Auch Rettungskräfte wurden von Alkoholisierten attackiert. Nach Auskunft der Feuerwehr warfen Unbekannte einen Böller durch die offene Seitenscheibe eines Rettungswagens. Der Knallkörper explodierte im Fahrzeug und verletzte dabei einen Mann. Ebenfalls in Duisburg wurden Feuerwehrleute auf der Fahrt zu einem Brand mit Raketen und Böllern beschossen.

In Mülheim an der Ruhr riss ein explodierender Böller einem Mann drei Finger ab. Bei dem Vorfall wurden auch noch zwei weitere Personen zum Teil schwer verletzt - unter anderem wurde eine Person mit Verdacht auf ein geplatztes Trommelfell in eine Essener Spezialklinik gebracht. In Krefeld hinterließ ein vermutlich illegaler Böller nach Polizeiangaben einen 40 Zentimeter tiefen Krater von einem Meter Durchmesser. Er beschädigte drei Haustüren. Ein 39-jähriger Mann behauptete, den gefährlichen Sprengsatz geschenkt bekommen zu haben. Ebenfalls in Krefeld habe ein 20-Jähriger einen Streifenwagen mit Leuchtspurmunition beschossen und beschädigt. Er flüchtete zu Fuß, wurde von den Beamten aber eingeholt und festgenommen.
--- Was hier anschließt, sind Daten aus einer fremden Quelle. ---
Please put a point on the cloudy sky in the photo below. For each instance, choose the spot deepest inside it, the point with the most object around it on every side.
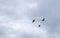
(16, 18)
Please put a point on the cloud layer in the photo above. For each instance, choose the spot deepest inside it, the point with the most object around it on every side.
(16, 17)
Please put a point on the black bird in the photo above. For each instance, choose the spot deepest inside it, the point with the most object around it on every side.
(43, 19)
(38, 25)
(33, 21)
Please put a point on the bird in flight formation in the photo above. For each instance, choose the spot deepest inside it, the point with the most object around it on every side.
(34, 21)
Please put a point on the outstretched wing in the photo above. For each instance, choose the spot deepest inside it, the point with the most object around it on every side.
(38, 25)
(33, 21)
(43, 19)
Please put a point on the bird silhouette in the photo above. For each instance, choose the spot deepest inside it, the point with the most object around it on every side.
(43, 19)
(38, 25)
(33, 21)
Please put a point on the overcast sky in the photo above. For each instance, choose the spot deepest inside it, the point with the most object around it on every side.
(16, 18)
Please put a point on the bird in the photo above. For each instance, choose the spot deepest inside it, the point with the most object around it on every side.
(33, 21)
(43, 19)
(38, 25)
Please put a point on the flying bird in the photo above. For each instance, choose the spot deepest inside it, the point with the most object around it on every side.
(33, 21)
(43, 19)
(38, 25)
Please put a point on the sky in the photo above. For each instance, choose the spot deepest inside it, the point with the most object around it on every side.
(16, 18)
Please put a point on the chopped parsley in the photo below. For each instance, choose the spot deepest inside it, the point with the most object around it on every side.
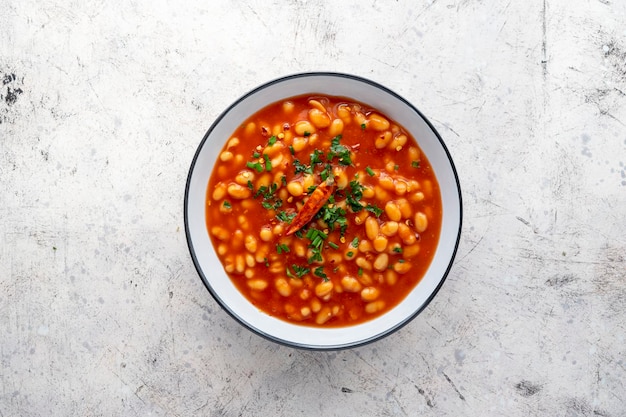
(300, 167)
(285, 217)
(316, 157)
(255, 165)
(373, 209)
(300, 271)
(268, 163)
(282, 248)
(319, 272)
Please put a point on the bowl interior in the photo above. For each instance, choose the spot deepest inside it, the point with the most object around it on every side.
(205, 257)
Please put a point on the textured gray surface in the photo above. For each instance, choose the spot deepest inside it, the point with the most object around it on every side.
(102, 107)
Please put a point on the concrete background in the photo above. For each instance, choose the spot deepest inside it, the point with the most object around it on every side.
(102, 107)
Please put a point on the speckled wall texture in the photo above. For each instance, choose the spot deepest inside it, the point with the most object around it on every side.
(102, 106)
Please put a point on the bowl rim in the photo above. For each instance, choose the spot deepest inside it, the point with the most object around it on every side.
(216, 296)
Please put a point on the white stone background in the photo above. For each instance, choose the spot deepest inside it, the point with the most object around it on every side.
(104, 103)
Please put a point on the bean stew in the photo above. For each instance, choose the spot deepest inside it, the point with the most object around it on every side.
(323, 211)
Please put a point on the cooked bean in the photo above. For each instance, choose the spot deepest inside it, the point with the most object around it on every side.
(308, 181)
(323, 288)
(226, 156)
(276, 267)
(401, 187)
(257, 284)
(243, 177)
(389, 228)
(295, 188)
(363, 263)
(381, 262)
(250, 129)
(365, 246)
(412, 250)
(402, 267)
(371, 228)
(368, 192)
(377, 122)
(238, 192)
(391, 277)
(383, 140)
(344, 113)
(427, 187)
(398, 142)
(369, 293)
(232, 142)
(335, 128)
(319, 118)
(365, 279)
(250, 243)
(386, 182)
(381, 194)
(283, 287)
(359, 118)
(303, 128)
(421, 222)
(236, 241)
(220, 232)
(406, 234)
(380, 243)
(277, 160)
(417, 197)
(219, 191)
(393, 211)
(405, 208)
(374, 307)
(350, 284)
(240, 264)
(266, 234)
(361, 217)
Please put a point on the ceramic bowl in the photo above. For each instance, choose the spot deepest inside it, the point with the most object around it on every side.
(205, 258)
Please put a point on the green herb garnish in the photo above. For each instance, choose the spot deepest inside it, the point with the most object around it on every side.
(373, 209)
(282, 248)
(255, 165)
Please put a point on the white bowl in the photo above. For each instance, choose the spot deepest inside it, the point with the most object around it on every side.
(205, 258)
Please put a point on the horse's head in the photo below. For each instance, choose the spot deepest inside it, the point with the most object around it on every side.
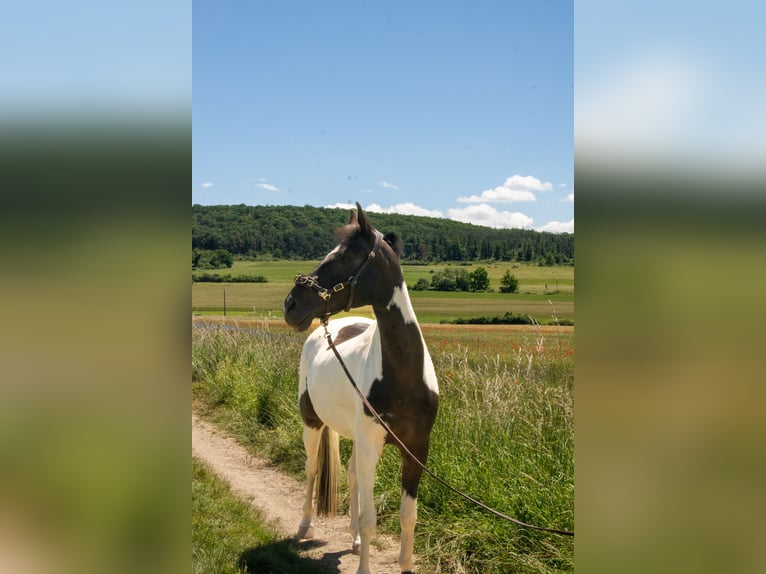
(359, 271)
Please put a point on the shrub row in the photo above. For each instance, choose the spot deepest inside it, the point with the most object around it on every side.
(215, 278)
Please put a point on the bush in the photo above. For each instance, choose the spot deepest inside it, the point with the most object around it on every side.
(507, 319)
(509, 283)
(215, 278)
(207, 259)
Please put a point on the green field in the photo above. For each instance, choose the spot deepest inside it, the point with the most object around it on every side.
(543, 292)
(504, 433)
(229, 536)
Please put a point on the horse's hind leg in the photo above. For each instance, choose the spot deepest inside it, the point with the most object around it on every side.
(353, 487)
(367, 453)
(408, 515)
(311, 438)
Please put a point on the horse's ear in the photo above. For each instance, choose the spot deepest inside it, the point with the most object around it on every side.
(361, 219)
(396, 244)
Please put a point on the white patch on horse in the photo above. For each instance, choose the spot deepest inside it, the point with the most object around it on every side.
(401, 300)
Außerdem kam es in der Silvesternacht zu einer Reihe größerer Brände. In Mönchengladbach ging eine Schreinerei in Flammen auf, in Essen brannte ein Lager mit 2500 Reifen. Beim Brand eines dreigeschossigen Hauses in der Eifel wurden in Schleiden fünf Menschen verletzt. In Minden brannte eine Autowerkstatt. Anwohner sollten die Fenster geschlossen halten. Bei einer Silvesterfeier im sauerländischen Warstein verletzte sich ein 32-Jähriger bei einem Sprung aus dem Fenster schwer. Er fiel zehn Meter tief und schlug auf einem Holzstapel auf. Für die Oberhausener Polizei sorgte ein 20-minütiger Stromausfall in weiten Bereichen der Ruhrgebietsstadt für zusätzliche Arbeit. Die Dunkelheit des Stromausfalls hätten Unbekannte genutzt, um zahlreiche Autos zu beschädigen. In Köln wurde ein Mann durch "Freudenschüsse" aus einer Kleinkaliberpistole ins Bein getroffen und verletzt. Der 26-jährige Pistolenschütze wurde festgenommen.

Trotz des im Vorfeld angekündigten massiven Polizeiaufgebots traten in einigen nordrhein-westfälischen Städten erneut größere Gruppen von Nordafrikanern in Erscheinung. Am Kölner Hauptbahnhof setzten Polizisten mehrere hundert verdächtige Männer fest, um ihre Identität zu überprüfen. In Essen begleitete die Polizei eine Gruppe von etwa 450 Nordafrikanern. Außer einem Böllerwurf auf einen Polizisten blieb es dabei allerdings friedlich. Auch in Dortmund, Düsseldorf und Münster beobachtete die Polizei Gruppen nordafrikanischer Männer.